The United States’ Landsat Earth observing program is celebrating its 40th anniversary this year. This program has allowed scientists from all over the world to observe landscape changes on a massive scale through detailed photography of the Earth’s surface. By 1972, when Landsat launched, satellite imagery had already proven an extremely valuable resource, but the use of this imagery to understand land features and their change still needed to be proven. As you can imagine, the world has changed a lot in the last 40 years; natural disasters, population increases, crop rotation and gradual climate change have all had a hand in reshaping the landscape. Landsat has been there recording every change in breath-taking detail, changing the way we view the world around us at a human scale rather then at an individual’s scale.

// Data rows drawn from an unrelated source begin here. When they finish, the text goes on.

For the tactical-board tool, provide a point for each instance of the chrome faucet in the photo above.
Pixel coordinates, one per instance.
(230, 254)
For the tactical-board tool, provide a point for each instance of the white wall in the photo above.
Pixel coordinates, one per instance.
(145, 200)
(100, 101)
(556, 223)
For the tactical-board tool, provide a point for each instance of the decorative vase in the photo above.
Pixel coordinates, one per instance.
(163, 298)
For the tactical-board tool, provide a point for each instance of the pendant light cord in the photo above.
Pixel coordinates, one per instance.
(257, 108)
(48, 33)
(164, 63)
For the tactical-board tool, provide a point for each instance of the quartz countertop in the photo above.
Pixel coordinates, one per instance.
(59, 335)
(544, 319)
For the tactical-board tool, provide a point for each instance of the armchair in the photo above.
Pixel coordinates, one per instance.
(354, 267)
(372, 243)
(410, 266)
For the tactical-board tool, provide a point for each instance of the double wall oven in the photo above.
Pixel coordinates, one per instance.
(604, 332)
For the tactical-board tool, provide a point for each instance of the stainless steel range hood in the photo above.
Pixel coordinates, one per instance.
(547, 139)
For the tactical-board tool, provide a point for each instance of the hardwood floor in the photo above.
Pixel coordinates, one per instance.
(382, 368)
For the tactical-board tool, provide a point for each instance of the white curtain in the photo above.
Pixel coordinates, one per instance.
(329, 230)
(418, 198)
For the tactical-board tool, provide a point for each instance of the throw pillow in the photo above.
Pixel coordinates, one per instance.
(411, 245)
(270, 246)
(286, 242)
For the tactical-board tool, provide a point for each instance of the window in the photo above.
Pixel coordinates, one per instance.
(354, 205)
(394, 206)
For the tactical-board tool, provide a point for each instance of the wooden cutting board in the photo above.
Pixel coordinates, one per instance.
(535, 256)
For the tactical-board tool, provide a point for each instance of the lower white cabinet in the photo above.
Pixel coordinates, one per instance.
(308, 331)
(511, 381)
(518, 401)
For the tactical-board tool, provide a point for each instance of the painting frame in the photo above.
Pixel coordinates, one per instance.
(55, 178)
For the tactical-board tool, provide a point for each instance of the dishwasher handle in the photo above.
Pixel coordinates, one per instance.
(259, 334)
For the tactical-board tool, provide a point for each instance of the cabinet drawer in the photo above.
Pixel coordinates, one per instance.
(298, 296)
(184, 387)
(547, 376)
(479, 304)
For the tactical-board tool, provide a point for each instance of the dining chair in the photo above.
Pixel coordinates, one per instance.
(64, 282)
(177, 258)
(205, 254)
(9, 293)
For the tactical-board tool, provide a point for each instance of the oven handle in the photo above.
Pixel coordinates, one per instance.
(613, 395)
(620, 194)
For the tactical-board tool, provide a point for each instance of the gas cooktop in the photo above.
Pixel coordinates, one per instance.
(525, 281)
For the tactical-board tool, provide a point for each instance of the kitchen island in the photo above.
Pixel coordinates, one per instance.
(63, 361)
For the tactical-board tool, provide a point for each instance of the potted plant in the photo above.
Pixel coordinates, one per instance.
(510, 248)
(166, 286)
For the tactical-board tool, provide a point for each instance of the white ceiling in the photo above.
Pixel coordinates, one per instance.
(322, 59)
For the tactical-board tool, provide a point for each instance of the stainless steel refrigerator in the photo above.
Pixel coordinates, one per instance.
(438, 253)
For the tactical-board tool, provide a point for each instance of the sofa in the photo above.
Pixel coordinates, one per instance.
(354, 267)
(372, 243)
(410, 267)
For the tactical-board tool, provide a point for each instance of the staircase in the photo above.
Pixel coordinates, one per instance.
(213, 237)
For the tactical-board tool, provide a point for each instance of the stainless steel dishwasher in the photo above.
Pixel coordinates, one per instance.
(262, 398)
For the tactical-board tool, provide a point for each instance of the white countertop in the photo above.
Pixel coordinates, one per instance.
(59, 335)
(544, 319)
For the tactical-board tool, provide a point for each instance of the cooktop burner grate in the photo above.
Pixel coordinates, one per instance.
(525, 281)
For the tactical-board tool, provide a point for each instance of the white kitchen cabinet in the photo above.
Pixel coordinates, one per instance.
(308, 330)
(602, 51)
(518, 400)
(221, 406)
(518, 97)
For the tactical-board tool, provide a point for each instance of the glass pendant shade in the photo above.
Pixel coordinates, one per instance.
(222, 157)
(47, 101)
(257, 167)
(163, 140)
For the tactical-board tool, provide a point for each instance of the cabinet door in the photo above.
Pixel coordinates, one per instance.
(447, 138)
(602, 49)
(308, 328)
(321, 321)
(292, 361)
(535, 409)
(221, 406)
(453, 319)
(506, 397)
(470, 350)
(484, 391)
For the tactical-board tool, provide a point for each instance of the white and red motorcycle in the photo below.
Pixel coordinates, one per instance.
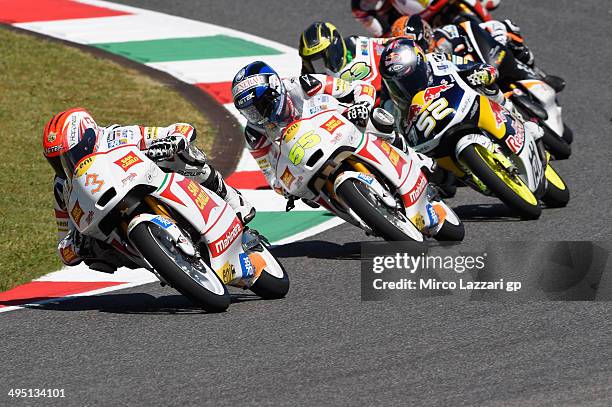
(188, 236)
(357, 175)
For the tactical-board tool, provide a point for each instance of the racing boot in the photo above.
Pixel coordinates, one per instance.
(490, 4)
(213, 180)
(244, 210)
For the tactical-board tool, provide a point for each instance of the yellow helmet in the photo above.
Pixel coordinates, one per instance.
(322, 49)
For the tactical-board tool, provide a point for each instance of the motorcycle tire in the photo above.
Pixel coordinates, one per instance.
(270, 287)
(557, 193)
(516, 195)
(568, 134)
(556, 145)
(150, 242)
(367, 211)
(450, 233)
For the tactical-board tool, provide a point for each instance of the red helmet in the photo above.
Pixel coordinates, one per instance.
(67, 138)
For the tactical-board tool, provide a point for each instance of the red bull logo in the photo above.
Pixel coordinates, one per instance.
(433, 92)
(498, 113)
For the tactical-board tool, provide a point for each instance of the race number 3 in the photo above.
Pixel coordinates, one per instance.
(428, 119)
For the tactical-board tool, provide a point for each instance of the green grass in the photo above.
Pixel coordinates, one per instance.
(39, 78)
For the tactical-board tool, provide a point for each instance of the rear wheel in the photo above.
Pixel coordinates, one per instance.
(556, 145)
(189, 275)
(389, 223)
(509, 188)
(568, 134)
(557, 194)
(450, 233)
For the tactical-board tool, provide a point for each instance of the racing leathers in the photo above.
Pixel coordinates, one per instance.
(480, 76)
(377, 16)
(172, 149)
(263, 141)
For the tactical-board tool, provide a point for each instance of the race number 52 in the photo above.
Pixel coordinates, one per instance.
(428, 119)
(297, 152)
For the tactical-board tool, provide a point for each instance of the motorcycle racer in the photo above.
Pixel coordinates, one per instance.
(377, 16)
(510, 55)
(324, 51)
(270, 104)
(407, 70)
(71, 135)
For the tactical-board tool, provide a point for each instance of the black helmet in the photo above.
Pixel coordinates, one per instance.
(322, 49)
(414, 28)
(405, 70)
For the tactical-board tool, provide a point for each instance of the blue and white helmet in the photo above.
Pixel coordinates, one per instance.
(259, 95)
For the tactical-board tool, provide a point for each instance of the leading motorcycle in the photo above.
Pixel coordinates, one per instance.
(188, 236)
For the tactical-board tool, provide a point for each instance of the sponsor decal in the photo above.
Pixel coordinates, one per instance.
(162, 221)
(291, 131)
(433, 92)
(248, 270)
(89, 217)
(199, 197)
(332, 124)
(515, 142)
(433, 216)
(392, 154)
(340, 86)
(77, 213)
(183, 129)
(128, 179)
(366, 178)
(417, 190)
(367, 90)
(240, 75)
(359, 70)
(151, 133)
(498, 113)
(263, 163)
(226, 273)
(68, 254)
(310, 84)
(245, 99)
(287, 177)
(219, 246)
(248, 83)
(84, 165)
(418, 221)
(92, 180)
(127, 161)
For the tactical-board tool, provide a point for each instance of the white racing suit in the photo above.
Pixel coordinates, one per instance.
(172, 149)
(263, 142)
(377, 16)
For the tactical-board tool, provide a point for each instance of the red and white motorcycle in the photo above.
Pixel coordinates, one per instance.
(357, 175)
(188, 236)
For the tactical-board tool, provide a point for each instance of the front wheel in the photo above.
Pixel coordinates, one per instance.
(557, 193)
(556, 145)
(510, 189)
(189, 275)
(273, 282)
(389, 223)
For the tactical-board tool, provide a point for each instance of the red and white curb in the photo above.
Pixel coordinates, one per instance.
(95, 22)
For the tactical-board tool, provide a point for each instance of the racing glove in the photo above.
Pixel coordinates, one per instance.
(481, 75)
(166, 148)
(359, 113)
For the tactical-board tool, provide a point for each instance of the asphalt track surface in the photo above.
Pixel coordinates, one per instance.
(322, 345)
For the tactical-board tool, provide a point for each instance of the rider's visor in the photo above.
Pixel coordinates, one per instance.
(85, 147)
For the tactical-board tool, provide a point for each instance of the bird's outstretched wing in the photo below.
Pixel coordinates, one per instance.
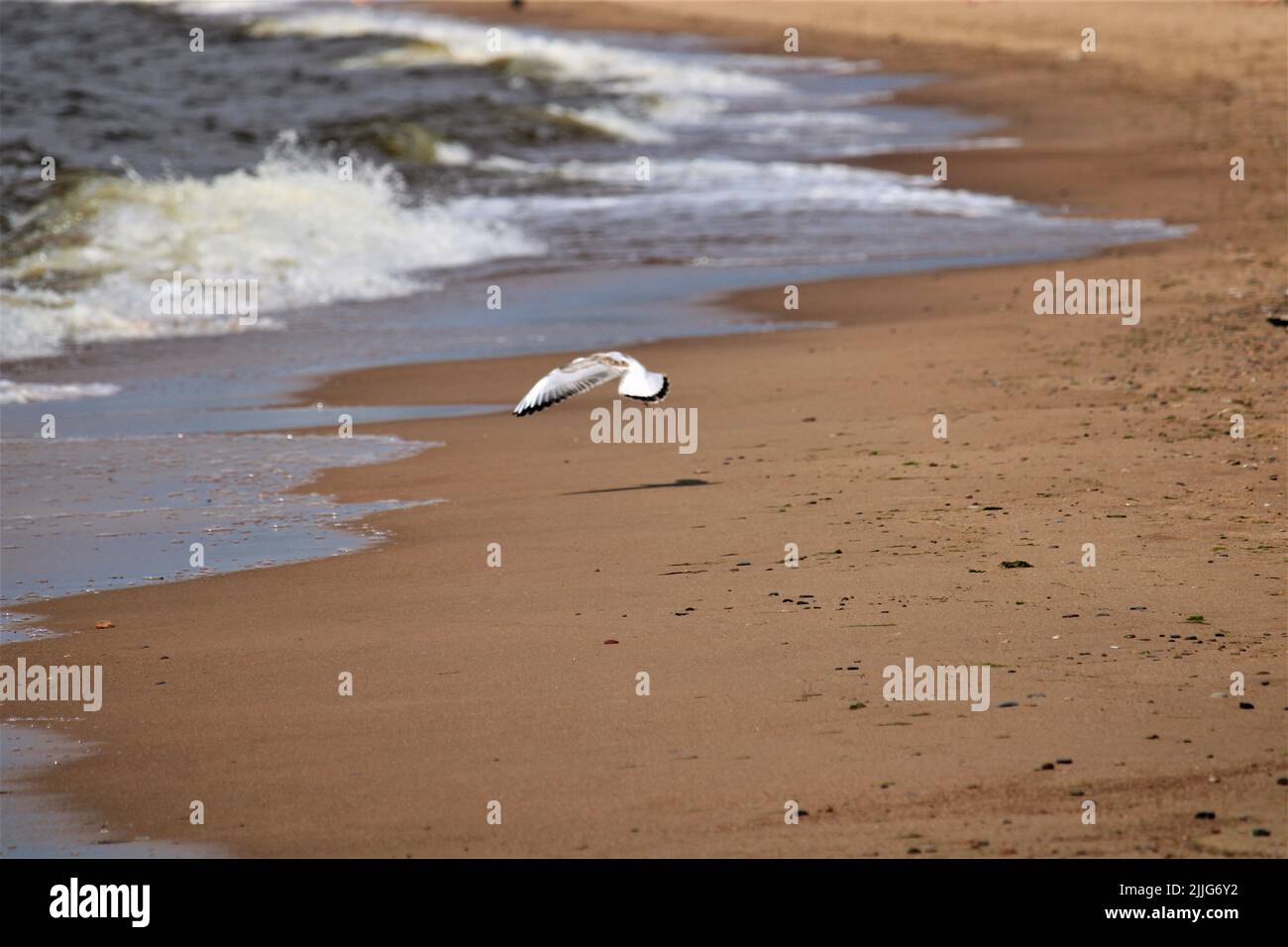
(643, 385)
(579, 375)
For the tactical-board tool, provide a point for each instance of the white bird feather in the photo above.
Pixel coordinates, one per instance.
(583, 373)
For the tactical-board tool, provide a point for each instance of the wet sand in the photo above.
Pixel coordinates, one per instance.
(476, 684)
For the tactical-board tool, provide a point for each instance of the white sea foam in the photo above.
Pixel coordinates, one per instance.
(24, 393)
(619, 67)
(730, 182)
(290, 223)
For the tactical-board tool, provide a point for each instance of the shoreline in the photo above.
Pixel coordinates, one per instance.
(778, 706)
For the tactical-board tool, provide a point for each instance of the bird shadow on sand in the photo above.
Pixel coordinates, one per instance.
(687, 482)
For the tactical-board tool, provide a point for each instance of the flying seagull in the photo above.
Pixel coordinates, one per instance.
(583, 373)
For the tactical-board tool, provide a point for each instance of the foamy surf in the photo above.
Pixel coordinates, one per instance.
(31, 392)
(291, 224)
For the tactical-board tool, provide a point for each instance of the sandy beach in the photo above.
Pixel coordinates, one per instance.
(519, 684)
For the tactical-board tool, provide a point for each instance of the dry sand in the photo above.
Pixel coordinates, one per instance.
(477, 684)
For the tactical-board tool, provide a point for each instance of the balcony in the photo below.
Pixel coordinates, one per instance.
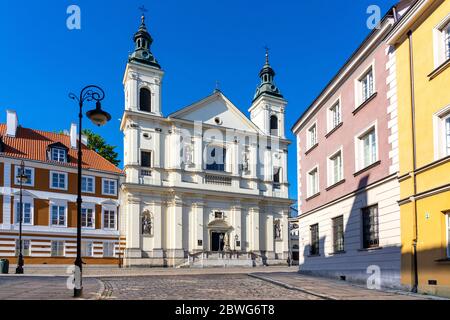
(217, 180)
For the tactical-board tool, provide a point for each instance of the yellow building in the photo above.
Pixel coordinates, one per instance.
(422, 42)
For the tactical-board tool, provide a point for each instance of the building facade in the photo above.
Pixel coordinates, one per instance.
(347, 149)
(422, 44)
(49, 198)
(204, 185)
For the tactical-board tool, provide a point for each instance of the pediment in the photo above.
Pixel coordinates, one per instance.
(213, 108)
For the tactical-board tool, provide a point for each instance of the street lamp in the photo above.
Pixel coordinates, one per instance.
(22, 179)
(99, 118)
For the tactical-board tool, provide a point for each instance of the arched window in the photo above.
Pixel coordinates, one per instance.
(215, 158)
(145, 103)
(273, 125)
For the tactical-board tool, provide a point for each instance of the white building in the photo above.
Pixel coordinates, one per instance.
(204, 185)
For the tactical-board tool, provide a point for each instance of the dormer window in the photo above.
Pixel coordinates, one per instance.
(59, 155)
(57, 152)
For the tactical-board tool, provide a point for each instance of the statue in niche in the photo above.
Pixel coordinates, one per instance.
(277, 228)
(147, 224)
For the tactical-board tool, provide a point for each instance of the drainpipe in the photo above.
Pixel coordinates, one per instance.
(413, 132)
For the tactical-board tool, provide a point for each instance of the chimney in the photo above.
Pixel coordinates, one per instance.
(73, 135)
(11, 123)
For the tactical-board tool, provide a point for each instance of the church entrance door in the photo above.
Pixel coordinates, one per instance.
(217, 241)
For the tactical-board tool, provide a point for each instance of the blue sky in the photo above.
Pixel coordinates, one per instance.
(197, 43)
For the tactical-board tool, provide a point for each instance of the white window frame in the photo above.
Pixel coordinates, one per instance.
(93, 183)
(90, 243)
(66, 180)
(59, 203)
(308, 182)
(439, 137)
(25, 200)
(309, 145)
(439, 38)
(109, 208)
(358, 84)
(331, 180)
(23, 248)
(63, 248)
(103, 187)
(330, 118)
(58, 156)
(112, 243)
(359, 165)
(88, 206)
(16, 174)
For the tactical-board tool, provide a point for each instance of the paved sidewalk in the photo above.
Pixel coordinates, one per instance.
(334, 289)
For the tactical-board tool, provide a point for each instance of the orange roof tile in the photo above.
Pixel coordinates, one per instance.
(32, 144)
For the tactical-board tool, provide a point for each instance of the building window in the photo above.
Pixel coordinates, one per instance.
(366, 149)
(314, 244)
(28, 172)
(312, 136)
(366, 86)
(338, 234)
(335, 168)
(27, 213)
(145, 103)
(109, 219)
(57, 248)
(26, 248)
(87, 249)
(58, 215)
(146, 159)
(313, 182)
(216, 158)
(87, 184)
(370, 227)
(273, 125)
(58, 180)
(58, 154)
(108, 249)
(87, 218)
(109, 187)
(334, 115)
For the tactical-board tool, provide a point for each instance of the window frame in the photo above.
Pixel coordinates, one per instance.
(359, 100)
(88, 206)
(66, 179)
(316, 240)
(333, 227)
(309, 144)
(109, 209)
(93, 184)
(63, 248)
(370, 246)
(25, 200)
(308, 182)
(103, 187)
(330, 115)
(359, 147)
(331, 180)
(16, 174)
(58, 203)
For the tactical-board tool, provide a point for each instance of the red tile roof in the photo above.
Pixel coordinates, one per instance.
(32, 144)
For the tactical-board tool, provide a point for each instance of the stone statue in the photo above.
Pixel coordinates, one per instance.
(147, 224)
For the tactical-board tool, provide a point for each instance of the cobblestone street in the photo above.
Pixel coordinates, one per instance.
(190, 284)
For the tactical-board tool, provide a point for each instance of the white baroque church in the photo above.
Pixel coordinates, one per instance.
(205, 186)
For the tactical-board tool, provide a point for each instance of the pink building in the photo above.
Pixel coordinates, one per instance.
(347, 170)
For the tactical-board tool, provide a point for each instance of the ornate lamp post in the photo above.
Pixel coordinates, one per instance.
(22, 178)
(99, 118)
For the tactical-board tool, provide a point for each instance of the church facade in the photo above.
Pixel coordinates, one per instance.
(205, 185)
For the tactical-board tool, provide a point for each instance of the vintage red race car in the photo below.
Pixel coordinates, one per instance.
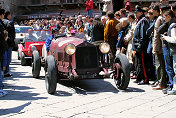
(31, 49)
(73, 58)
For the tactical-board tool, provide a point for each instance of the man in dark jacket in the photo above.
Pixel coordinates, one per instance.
(139, 46)
(169, 18)
(10, 41)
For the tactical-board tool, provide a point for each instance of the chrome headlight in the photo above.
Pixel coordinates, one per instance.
(104, 47)
(70, 49)
(33, 48)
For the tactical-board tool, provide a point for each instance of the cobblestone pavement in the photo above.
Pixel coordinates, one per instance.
(27, 98)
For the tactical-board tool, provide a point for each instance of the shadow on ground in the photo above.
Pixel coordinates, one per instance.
(132, 89)
(13, 110)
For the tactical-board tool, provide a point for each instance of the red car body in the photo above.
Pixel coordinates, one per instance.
(72, 58)
(24, 49)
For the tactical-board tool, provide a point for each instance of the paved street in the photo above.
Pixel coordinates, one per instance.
(27, 98)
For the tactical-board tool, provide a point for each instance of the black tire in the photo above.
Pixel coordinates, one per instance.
(23, 60)
(50, 75)
(36, 64)
(121, 79)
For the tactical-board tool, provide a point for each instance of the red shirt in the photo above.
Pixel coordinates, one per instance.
(89, 4)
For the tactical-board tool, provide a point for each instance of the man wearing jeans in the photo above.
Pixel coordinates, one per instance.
(89, 7)
(2, 50)
(170, 21)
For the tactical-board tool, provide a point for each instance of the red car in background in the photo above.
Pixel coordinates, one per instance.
(31, 49)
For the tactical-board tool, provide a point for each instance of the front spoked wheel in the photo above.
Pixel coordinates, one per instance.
(121, 72)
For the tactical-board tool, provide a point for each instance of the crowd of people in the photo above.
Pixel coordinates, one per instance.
(7, 36)
(146, 35)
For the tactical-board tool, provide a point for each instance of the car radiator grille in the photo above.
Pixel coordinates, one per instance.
(86, 58)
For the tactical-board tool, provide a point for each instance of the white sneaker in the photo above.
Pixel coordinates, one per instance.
(172, 92)
(3, 93)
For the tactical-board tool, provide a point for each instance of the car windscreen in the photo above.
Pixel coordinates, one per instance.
(37, 35)
(22, 29)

To celebrate this historic anniversary, NASA is offering the chance for six lucky members of the American public to receive a chronicle of Landsat images taken of a certain area. In other words, NASA is giving you the chance to nominate your local area as a place worth investigating, to see how the landscape has changed in 40 years. All you have to do is send NASA an e-mail and tell them about your local area and the possible landscape changes that you think would be worth viewing from space. Entries are due by June 6th, and the winners will be announced at a press conference on July 23, 2012, exactly 40 years after Landsat’s original launch.
As an example of the changes that Landsat can track, the picture above show you how the Yellowstone National Park landscape has changed since 1988 wildfires. In June of 1988, lightning strikes ignited a massive forest fire that burned throughout the park until the snow began to fall for the season in September. When the final flames were extinguished in November, 36% of the park had burned. Natural recovery of the land started almost immediately, when the nutrients in the ash allowed vegetation to flourish once again. By the summer of 1987, the burned areas were covered by a rich green blanket of grass and wildflowers. The pictures above show the active fires with billowing smoke and the bright red scars left on the landscape in the fire’s wake. As recovery continues over the next 5 years, the bright red scars fade with the new vegetation growth. The physical signs of the massive wildfire are nearly completely gone after 20 years, and new wildfire scars are visible.
In the past 40 years, you are bound to have noticed changes in the land around you. Would you like to see what those changes look like from space? Maybe you live in New Orleans, Louisiana and while you have seen the effects of hurricane Katrina on your town you are interested in how other hurricanes over the last 40 years have affected population growth and the shape of the Mississippi river banks. Maybe you live in Joplin, Missouri and you are interested in seeing how the landscape has been affected by tornadoes of the past, not just of the last year. Maybe you are a farmer in Northwestern Minnesota and you are interested in seeing how the farm land has changed and developed though out the last 40 years. There are limitless possibilities! What do you think is interesting in your local area? Let NASA know!
If you would like to learn more about Landsat and the changes that it has chronicled during its 40-year lifetime, check out these links:
Landsat: Looking at Earth’s Surface – a video trailer produced by NASA Goddard Space Flight Center
How Landsat Helps – a website dedicated to the everyday uses of Landsat data.
How to Enter
All you have to do to enter the NASA-USGS “My American Landscape” contest is send an e-mail containing your answers to the questions below to HQ-LandsatContest@mail.nasa.gov. The deadline for submissions is Wednesday, June 6.
- What are the types of landscape changes that interest you in your part of your state? Select one or more from the list below:
- Farms and fields
- Cities and suburbs
- Lakes, rivers, and coasts
- Natural disasters
- Wildlife habitat
Describe in at least 100 words the local changes you are interested in where you live and what you hope to learn about them from a Landsat “space chronicle.” Your name The county and state where you live Your e-mail address
Be sure to provide all of the information outlined above in the body of your e-mail; no attachments, please. Incomplete entries will not be eligible for the contest. E-mail addresses will only be used to contact contest winners.